Sarah chose the chick pea and spinach wrap, which came with paneer, roasted peppers, and seasonal herbs inside.  This was the big winner of our lunch - it was very flavorful, full of fresh ingredients, and was filling without being heavy.  Also, I'd never had paneer (a cheese probably most famously a part of saag paneer at your local Indian restaurant) used in that way, and thought it was done quite well.

Lunches come with side options as well, and we chose the kale.  It was lightly dressed with a vinaigrette and the vegetable was bright green and extremely fresh.  We got a bit burnt out on greens from our CSA last year, so it was refreshing to have them be so tasty.  There were also a handful of green grapes on each of our plates.
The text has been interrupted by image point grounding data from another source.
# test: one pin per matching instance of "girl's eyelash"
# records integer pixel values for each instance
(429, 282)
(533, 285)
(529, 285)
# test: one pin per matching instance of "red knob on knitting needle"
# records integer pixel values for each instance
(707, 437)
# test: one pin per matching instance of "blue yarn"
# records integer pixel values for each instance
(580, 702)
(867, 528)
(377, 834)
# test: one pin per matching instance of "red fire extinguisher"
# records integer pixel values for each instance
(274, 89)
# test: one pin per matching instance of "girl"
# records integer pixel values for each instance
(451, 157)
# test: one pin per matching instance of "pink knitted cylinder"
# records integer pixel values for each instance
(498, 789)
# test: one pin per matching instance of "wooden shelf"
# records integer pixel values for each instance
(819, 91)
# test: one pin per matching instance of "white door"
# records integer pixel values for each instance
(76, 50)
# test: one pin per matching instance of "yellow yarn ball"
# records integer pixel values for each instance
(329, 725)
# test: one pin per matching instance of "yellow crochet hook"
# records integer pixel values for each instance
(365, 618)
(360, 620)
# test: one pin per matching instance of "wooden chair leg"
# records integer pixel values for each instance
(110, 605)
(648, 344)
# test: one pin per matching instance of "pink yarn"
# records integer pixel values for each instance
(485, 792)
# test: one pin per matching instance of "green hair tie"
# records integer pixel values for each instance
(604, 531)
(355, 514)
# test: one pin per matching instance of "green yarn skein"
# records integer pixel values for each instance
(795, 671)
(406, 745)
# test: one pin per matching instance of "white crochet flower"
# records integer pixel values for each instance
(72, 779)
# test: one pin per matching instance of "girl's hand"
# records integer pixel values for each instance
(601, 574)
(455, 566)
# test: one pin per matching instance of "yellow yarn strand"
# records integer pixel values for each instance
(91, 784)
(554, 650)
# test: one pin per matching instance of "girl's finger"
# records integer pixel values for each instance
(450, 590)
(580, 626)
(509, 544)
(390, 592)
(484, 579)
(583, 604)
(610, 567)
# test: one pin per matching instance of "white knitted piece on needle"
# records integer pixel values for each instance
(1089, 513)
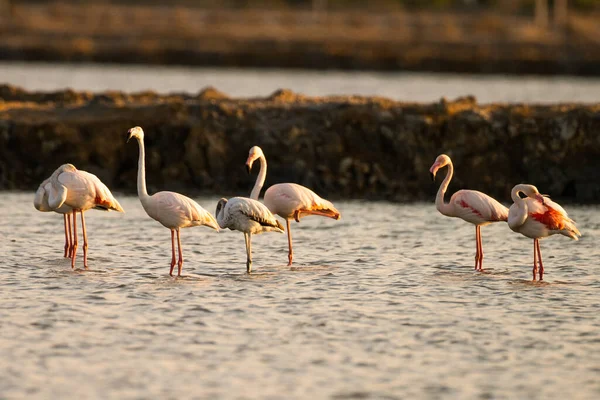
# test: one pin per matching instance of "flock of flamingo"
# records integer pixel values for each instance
(69, 191)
The Ingredients:  Many of the ingredients are sourced locally, and are available for purchase in the store that the cafe sits in.  The menu doesn't explicitly state where everything is from, but they seemed to happy to answer any of our questions.  We were glad to see another local option for buying local produce and other sustainable products.

The Story, Setting, & Service:  As I mentioned above, we went on a Thursday at about 1pm, and Walnut Hills was very quiet at that time.  There was one other pair of diners at LJSM when we were there, and they were in a lively conversation with the chef/owner's son.  I was on the lookout for the owner's son, because one of LJSM's vendors' (Trades Point Creamery) sales folks I've exchanged some emails with had been talking up both the place and the idea behind it, and in the process had mentioned that the owner's son was likely soon coming back from New York City, where he went after going to the Culinary Institute of America in Hyde Park, New York.

The interior of LJSM is simple and eclectic at the same time, and with just a couple of booths, it is cozy as well.  The service was very nice, and while we'd heard concerns that they lived up to their name a bit too much and that food was very slow to arrive, we didn't have that problem.

The Last Bite:  Lucky John Slow Market is worth a stop, especially if local food is a priority for you, and even more so if you are a vegetarian or love vegetarian food.  We'll likely return to LJSM, but it's hard to imagine it being a frequent stop because its not super convenient for us Northsiders.  The spinach and chickpea wrap is great go to ordering option, one we happily endorse.